Fronteras que separan el
odio. Esa ha sido la esencia del problema desde el principio: el inmenso odio
que rodeó a un pueblo, el judío. Odio que procedía de las colosales cantidades
de aversión que ciertos musulmanes (solo algunos) sentían frente unos millones
de judíos que defendieron su derecho a establecerse en esta tierra.
En ambos pueblos hubo
individuos que trabajaron por sembrar colaboración, entendimiento. Pero la
cantidad de rabia ha sido sobreabundante. Cualquier esfuerzo ha sido arrastrado
por los sembradores de aversión.
¿Qué solución tiene el
problema? Quizá no tiene solución porque es una inmensa cantidad de odio empeñado
en perpetuarse, aunque supusiera la propia inmolación.
Mi consejo a los
gobernantes de Israel sería que hagan lo conveniente para defenderse de los
atacantes, que hagan las acciones adecuadas para que el aparato terrorista sea
desarticulado, evidentemente, con el uso de la fuerza.
Ahora bien, que no vayan
más allá. Que no crean que castigar a la población civil les granjeará la
seguridad del miedo. El odio cuando es tan intenso no conoce el miedo.
Esa cantidad inmensa de
aversión no tiene solución, hay que convivir con ella. (Por supuesto que la solución
es el mensaje de amor de Cristo. Pero, civilmente hablando, no tiene solución).

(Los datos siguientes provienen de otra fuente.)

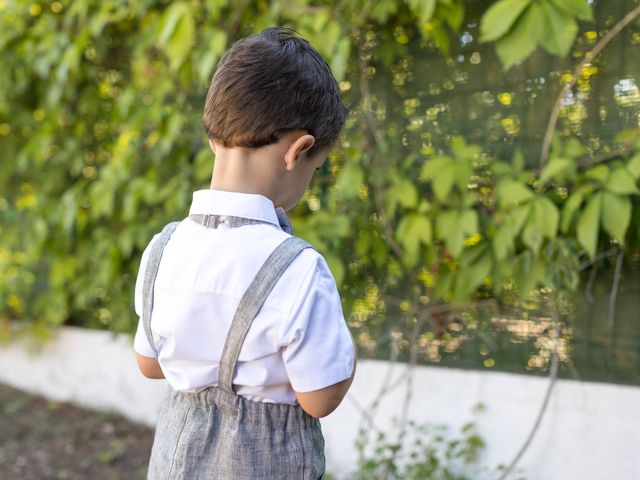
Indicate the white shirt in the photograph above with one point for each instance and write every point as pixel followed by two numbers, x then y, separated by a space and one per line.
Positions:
pixel 298 341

Israel tiene que aceptar que el odio está en millones de personas, y que esas
personas van a seguir existiendo. Por lo tanto, aunque ahora muchos pidan mano
dura, esa mano dura no puede ir más allá de lo lícito, de lo que Dios quiere; y
eso supone que lo recto, lo que atrae la bendición de Dios es no vengarse sobre
la población entera. Es más importante lograr la bendición de Dios que
cualquier otra medida que, aparentemente, es más efectiva. Lo más efectivo es
que Dios esté contento con un pueblo.